According to the severity of the disease, it should be divided into:

  • Complicated when other pathologies join.
  • Uncomplicated, without concomitant diseases.

A separate group includes pyelonephritis, which occurs with renal failure. Most often, complicated forms.

Treatment methods

Diagnosis and therapy are complicated by the fact that the disease does not show symptoms in the remission stage. Each patient with chronic pyelonephritis requires an individual approach and comprehensive treatment. First of all, to relieve symptoms during the exacerbation stage, drugs are prescribed to relieve symptoms and destroy pathological microorganisms.

When establishing a chronic form of pyelonephritis, the following groups are assigned:

  • Cephalosporins. Kefzol, Cefepim or Tseporin;
  • Semi-synthetic penicillins. "Amoxiclav", "Ampicillin" or "Oxacillin" are broad-spectrum antibiotics that help to destroy the microorganisms that caused the development of the disease;
  • "Negro", the drug belongs to the group of nilidixic acids;
  • in severe cases, "Tobramycin", "Gentamicin" or "Kanamycin" are prescribed.

As antioxidants used ascorbic acid, "Selenium", "Tocopherol". in the chronic form of pyelonephritis, they are prescribed for up to eight weeks. In the case of a severe course of the exacerbation stage, antibacterial drugs are administered intravenously, which helps to achieve greater efficiency and quick results. One of the most modern remedies for pyelonephritis is "5-NOK". It helps to quickly stop symptoms and relieve inflammation.
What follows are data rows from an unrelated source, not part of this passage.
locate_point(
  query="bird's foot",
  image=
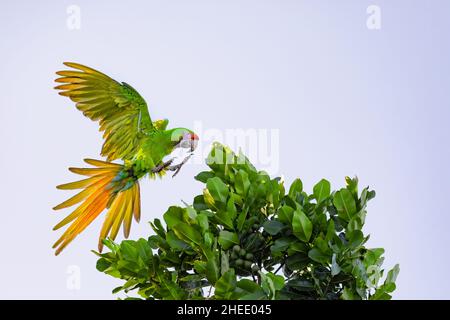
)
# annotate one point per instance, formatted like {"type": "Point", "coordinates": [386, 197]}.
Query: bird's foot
{"type": "Point", "coordinates": [162, 166]}
{"type": "Point", "coordinates": [177, 167]}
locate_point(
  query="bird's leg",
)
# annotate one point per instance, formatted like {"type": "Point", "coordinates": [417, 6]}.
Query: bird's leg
{"type": "Point", "coordinates": [162, 166]}
{"type": "Point", "coordinates": [177, 167]}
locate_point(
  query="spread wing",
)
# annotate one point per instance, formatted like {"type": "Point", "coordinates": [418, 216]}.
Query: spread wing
{"type": "Point", "coordinates": [122, 113]}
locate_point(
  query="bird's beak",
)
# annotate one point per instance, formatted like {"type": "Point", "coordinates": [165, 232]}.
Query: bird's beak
{"type": "Point", "coordinates": [193, 145]}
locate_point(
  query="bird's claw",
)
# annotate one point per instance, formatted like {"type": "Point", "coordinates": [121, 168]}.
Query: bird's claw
{"type": "Point", "coordinates": [177, 167]}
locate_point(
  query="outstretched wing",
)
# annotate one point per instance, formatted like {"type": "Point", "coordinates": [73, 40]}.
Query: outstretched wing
{"type": "Point", "coordinates": [122, 113]}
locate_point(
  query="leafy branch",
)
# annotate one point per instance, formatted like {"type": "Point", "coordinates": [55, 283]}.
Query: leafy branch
{"type": "Point", "coordinates": [246, 237]}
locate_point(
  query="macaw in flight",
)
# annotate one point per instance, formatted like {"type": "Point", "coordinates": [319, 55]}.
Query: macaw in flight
{"type": "Point", "coordinates": [131, 136]}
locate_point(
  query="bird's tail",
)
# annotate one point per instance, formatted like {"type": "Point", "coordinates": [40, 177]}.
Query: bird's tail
{"type": "Point", "coordinates": [109, 186]}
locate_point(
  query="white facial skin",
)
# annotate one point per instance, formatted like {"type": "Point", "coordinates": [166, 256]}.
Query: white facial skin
{"type": "Point", "coordinates": [188, 142]}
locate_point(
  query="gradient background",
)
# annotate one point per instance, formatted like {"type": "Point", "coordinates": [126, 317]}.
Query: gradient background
{"type": "Point", "coordinates": [347, 100]}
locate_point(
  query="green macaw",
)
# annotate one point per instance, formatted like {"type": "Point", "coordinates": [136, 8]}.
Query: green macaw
{"type": "Point", "coordinates": [130, 135]}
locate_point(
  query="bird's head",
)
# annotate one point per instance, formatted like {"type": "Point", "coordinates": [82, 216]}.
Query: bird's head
{"type": "Point", "coordinates": [184, 138]}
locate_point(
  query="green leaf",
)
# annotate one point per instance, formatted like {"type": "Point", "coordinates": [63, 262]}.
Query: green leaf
{"type": "Point", "coordinates": [231, 210]}
{"type": "Point", "coordinates": [202, 220]}
{"type": "Point", "coordinates": [335, 268]}
{"type": "Point", "coordinates": [349, 294]}
{"type": "Point", "coordinates": [345, 204]}
{"type": "Point", "coordinates": [173, 216]}
{"type": "Point", "coordinates": [322, 190]}
{"type": "Point", "coordinates": [102, 264]}
{"type": "Point", "coordinates": [352, 186]}
{"type": "Point", "coordinates": [392, 276]}
{"type": "Point", "coordinates": [227, 239]}
{"type": "Point", "coordinates": [187, 233]}
{"type": "Point", "coordinates": [318, 256]}
{"type": "Point", "coordinates": [295, 189]}
{"type": "Point", "coordinates": [224, 218]}
{"type": "Point", "coordinates": [297, 261]}
{"type": "Point", "coordinates": [285, 214]}
{"type": "Point", "coordinates": [281, 245]}
{"type": "Point", "coordinates": [224, 287]}
{"type": "Point", "coordinates": [212, 267]}
{"type": "Point", "coordinates": [241, 218]}
{"type": "Point", "coordinates": [271, 283]}
{"type": "Point", "coordinates": [242, 183]}
{"type": "Point", "coordinates": [355, 238]}
{"type": "Point", "coordinates": [224, 262]}
{"type": "Point", "coordinates": [301, 225]}
{"type": "Point", "coordinates": [175, 243]}
{"type": "Point", "coordinates": [204, 176]}
{"type": "Point", "coordinates": [218, 189]}
{"type": "Point", "coordinates": [273, 227]}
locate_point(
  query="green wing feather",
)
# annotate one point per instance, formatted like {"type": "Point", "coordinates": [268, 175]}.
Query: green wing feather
{"type": "Point", "coordinates": [122, 113]}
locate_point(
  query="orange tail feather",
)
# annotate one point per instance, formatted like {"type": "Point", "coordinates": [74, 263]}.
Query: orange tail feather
{"type": "Point", "coordinates": [101, 191]}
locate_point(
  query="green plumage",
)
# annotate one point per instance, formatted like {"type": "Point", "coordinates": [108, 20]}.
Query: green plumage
{"type": "Point", "coordinates": [130, 135]}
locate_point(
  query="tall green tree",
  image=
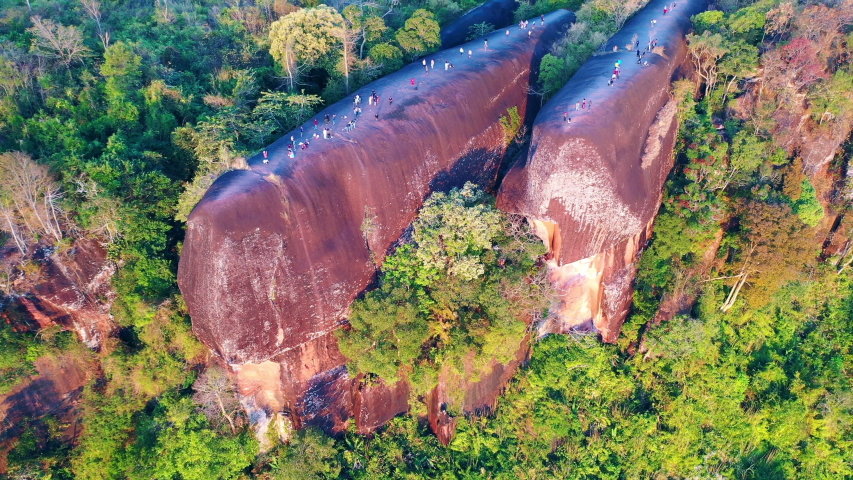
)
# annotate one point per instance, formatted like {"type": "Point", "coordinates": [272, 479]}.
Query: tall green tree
{"type": "Point", "coordinates": [300, 40]}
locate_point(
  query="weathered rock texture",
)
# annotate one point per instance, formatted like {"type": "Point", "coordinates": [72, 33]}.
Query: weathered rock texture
{"type": "Point", "coordinates": [274, 255]}
{"type": "Point", "coordinates": [55, 389]}
{"type": "Point", "coordinates": [71, 289]}
{"type": "Point", "coordinates": [593, 186]}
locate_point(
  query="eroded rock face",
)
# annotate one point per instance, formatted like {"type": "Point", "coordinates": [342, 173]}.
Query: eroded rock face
{"type": "Point", "coordinates": [593, 186]}
{"type": "Point", "coordinates": [72, 289]}
{"type": "Point", "coordinates": [274, 255]}
{"type": "Point", "coordinates": [55, 390]}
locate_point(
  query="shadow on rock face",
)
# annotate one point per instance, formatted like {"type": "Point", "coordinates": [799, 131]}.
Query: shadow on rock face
{"type": "Point", "coordinates": [596, 182]}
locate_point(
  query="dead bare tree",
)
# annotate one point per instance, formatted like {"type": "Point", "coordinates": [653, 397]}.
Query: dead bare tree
{"type": "Point", "coordinates": [215, 392]}
{"type": "Point", "coordinates": [53, 40]}
{"type": "Point", "coordinates": [32, 191]}
{"type": "Point", "coordinates": [93, 8]}
{"type": "Point", "coordinates": [745, 271]}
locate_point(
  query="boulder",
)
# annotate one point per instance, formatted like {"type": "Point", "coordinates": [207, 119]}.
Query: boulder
{"type": "Point", "coordinates": [274, 255]}
{"type": "Point", "coordinates": [592, 186]}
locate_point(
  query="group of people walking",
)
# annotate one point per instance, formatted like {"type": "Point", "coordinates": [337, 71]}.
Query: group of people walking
{"type": "Point", "coordinates": [617, 67]}
{"type": "Point", "coordinates": [373, 100]}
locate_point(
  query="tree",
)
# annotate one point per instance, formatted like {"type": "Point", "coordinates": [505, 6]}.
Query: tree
{"type": "Point", "coordinates": [512, 125]}
{"type": "Point", "coordinates": [30, 197]}
{"type": "Point", "coordinates": [776, 250]}
{"type": "Point", "coordinates": [794, 66]}
{"type": "Point", "coordinates": [300, 40]}
{"type": "Point", "coordinates": [420, 34]}
{"type": "Point", "coordinates": [478, 30]}
{"type": "Point", "coordinates": [122, 69]}
{"type": "Point", "coordinates": [740, 61]}
{"type": "Point", "coordinates": [388, 56]}
{"type": "Point", "coordinates": [368, 27]}
{"type": "Point", "coordinates": [51, 40]}
{"type": "Point", "coordinates": [216, 394]}
{"type": "Point", "coordinates": [93, 8]}
{"type": "Point", "coordinates": [705, 51]}
{"type": "Point", "coordinates": [310, 456]}
{"type": "Point", "coordinates": [552, 74]}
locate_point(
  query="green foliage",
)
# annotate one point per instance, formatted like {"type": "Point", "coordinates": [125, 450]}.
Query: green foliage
{"type": "Point", "coordinates": [807, 207]}
{"type": "Point", "coordinates": [512, 125]}
{"type": "Point", "coordinates": [552, 74]}
{"type": "Point", "coordinates": [420, 35]}
{"type": "Point", "coordinates": [463, 286]}
{"type": "Point", "coordinates": [478, 30]}
{"type": "Point", "coordinates": [311, 455]}
{"type": "Point", "coordinates": [18, 350]}
{"type": "Point", "coordinates": [387, 55]}
{"type": "Point", "coordinates": [300, 40]}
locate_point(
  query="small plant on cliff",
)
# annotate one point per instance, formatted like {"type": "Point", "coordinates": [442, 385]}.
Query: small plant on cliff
{"type": "Point", "coordinates": [463, 286]}
{"type": "Point", "coordinates": [512, 124]}
{"type": "Point", "coordinates": [478, 30]}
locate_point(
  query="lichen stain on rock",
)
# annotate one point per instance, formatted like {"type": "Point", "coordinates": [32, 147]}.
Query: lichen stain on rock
{"type": "Point", "coordinates": [599, 180]}
{"type": "Point", "coordinates": [274, 256]}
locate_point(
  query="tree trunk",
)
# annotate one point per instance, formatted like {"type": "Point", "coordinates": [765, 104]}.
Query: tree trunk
{"type": "Point", "coordinates": [225, 414]}
{"type": "Point", "coordinates": [730, 300]}
{"type": "Point", "coordinates": [13, 231]}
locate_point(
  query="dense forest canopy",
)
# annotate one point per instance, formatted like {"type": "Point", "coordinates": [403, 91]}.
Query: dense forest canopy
{"type": "Point", "coordinates": [735, 362]}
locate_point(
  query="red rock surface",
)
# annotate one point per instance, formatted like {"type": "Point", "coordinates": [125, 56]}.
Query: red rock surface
{"type": "Point", "coordinates": [72, 290]}
{"type": "Point", "coordinates": [595, 184]}
{"type": "Point", "coordinates": [55, 389]}
{"type": "Point", "coordinates": [274, 255]}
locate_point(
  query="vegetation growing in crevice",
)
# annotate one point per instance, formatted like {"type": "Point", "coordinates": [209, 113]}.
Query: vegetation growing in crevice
{"type": "Point", "coordinates": [456, 296]}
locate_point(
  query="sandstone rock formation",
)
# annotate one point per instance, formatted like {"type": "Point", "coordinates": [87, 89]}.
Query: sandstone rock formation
{"type": "Point", "coordinates": [593, 187]}
{"type": "Point", "coordinates": [274, 255]}
{"type": "Point", "coordinates": [71, 289]}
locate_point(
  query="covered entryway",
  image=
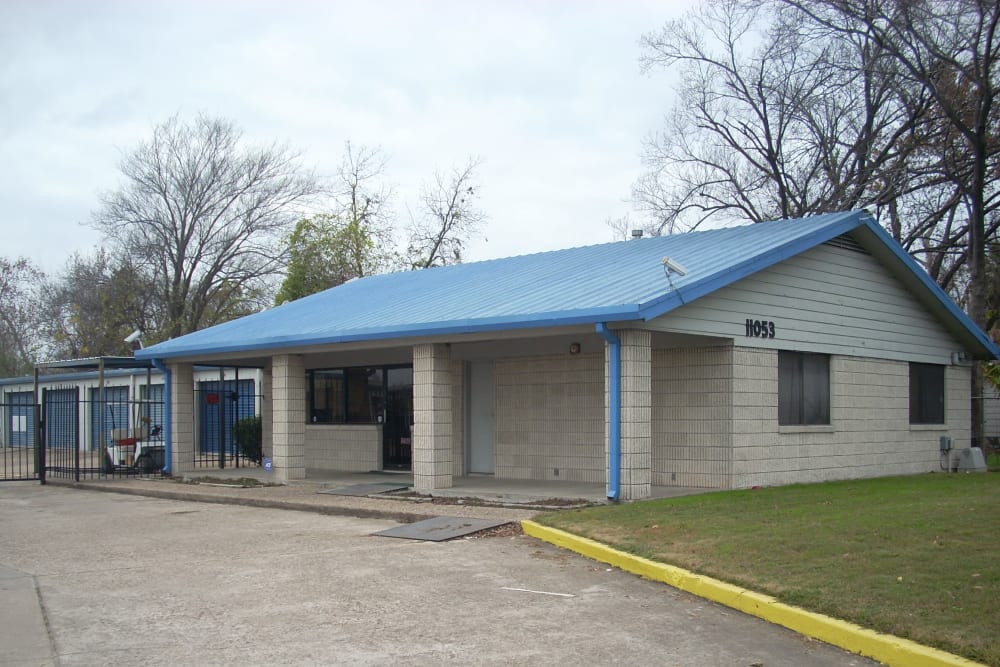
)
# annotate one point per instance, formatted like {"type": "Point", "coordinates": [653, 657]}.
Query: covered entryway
{"type": "Point", "coordinates": [397, 433]}
{"type": "Point", "coordinates": [482, 418]}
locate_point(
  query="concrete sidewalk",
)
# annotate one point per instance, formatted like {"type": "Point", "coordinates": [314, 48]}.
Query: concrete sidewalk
{"type": "Point", "coordinates": [483, 497]}
{"type": "Point", "coordinates": [304, 496]}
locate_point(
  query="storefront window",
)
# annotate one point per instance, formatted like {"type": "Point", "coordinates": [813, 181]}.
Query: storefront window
{"type": "Point", "coordinates": [347, 395]}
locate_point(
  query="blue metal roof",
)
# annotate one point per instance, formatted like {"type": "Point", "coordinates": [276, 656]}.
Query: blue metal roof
{"type": "Point", "coordinates": [611, 282]}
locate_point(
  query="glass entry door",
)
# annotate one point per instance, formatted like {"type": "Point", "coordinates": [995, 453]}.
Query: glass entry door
{"type": "Point", "coordinates": [397, 432]}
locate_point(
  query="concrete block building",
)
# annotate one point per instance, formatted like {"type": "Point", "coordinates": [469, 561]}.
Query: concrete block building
{"type": "Point", "coordinates": [789, 351]}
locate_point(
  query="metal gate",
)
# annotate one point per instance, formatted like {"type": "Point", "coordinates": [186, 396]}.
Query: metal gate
{"type": "Point", "coordinates": [20, 455]}
{"type": "Point", "coordinates": [101, 433]}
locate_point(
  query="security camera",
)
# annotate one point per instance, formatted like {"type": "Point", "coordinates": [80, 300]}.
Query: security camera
{"type": "Point", "coordinates": [673, 266]}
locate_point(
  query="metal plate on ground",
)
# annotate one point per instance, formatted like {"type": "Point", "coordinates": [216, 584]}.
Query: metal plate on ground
{"type": "Point", "coordinates": [440, 528]}
{"type": "Point", "coordinates": [366, 489]}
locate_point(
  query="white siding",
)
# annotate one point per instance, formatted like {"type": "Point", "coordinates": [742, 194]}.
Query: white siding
{"type": "Point", "coordinates": [869, 435]}
{"type": "Point", "coordinates": [991, 411]}
{"type": "Point", "coordinates": [828, 299]}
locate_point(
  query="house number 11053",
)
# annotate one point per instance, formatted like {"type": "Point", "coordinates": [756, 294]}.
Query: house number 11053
{"type": "Point", "coordinates": [759, 328]}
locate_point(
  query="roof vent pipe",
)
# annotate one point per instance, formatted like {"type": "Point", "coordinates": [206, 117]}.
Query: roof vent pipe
{"type": "Point", "coordinates": [167, 413]}
{"type": "Point", "coordinates": [614, 409]}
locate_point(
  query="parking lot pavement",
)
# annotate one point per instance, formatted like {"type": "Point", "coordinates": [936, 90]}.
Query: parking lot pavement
{"type": "Point", "coordinates": [121, 580]}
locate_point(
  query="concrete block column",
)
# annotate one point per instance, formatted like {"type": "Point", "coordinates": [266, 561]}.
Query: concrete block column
{"type": "Point", "coordinates": [266, 415]}
{"type": "Point", "coordinates": [432, 417]}
{"type": "Point", "coordinates": [288, 417]}
{"type": "Point", "coordinates": [636, 412]}
{"type": "Point", "coordinates": [181, 418]}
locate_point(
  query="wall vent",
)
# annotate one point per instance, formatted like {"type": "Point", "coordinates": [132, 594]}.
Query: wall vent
{"type": "Point", "coordinates": [845, 242]}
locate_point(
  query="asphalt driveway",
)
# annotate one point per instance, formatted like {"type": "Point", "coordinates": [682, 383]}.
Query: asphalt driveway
{"type": "Point", "coordinates": [93, 578]}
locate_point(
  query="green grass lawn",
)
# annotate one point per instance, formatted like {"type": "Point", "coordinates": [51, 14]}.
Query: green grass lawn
{"type": "Point", "coordinates": [917, 557]}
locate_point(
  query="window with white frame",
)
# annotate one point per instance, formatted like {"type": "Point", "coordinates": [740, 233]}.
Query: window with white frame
{"type": "Point", "coordinates": [926, 394]}
{"type": "Point", "coordinates": [803, 389]}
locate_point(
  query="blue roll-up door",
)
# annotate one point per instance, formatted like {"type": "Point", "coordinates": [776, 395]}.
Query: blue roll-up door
{"type": "Point", "coordinates": [20, 418]}
{"type": "Point", "coordinates": [211, 407]}
{"type": "Point", "coordinates": [60, 407]}
{"type": "Point", "coordinates": [114, 410]}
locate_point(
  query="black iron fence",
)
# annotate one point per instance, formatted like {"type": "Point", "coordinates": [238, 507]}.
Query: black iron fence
{"type": "Point", "coordinates": [93, 433]}
{"type": "Point", "coordinates": [19, 451]}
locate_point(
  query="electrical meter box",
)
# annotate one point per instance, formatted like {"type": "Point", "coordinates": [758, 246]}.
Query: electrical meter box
{"type": "Point", "coordinates": [971, 460]}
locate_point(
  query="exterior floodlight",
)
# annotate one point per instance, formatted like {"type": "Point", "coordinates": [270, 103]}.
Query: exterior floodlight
{"type": "Point", "coordinates": [134, 336]}
{"type": "Point", "coordinates": [673, 266]}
The patient should limit the consumption of fatty foods, salty and spicy foods, and also observe the drinking regime prescribed by the doctor.

Traditional methods

Treatment of pathology can occur after the relief of the exacerbation stage and only after consultation with the attending physician. The following recipes are the most effective:

  1. White acacia tea... Brew like regular tea. Consume half a glass for 10 days.
  2. Bean decoction... A glass of beans, chop, pour a liter of boiling water, put on fire and bring to a boil. Take daily for 7 days in a row.
  3. Heather infusion... Pour two tablespoons of dried herbs with two glasses of boiling water and leave for an hour. Then strain and drink in large sips.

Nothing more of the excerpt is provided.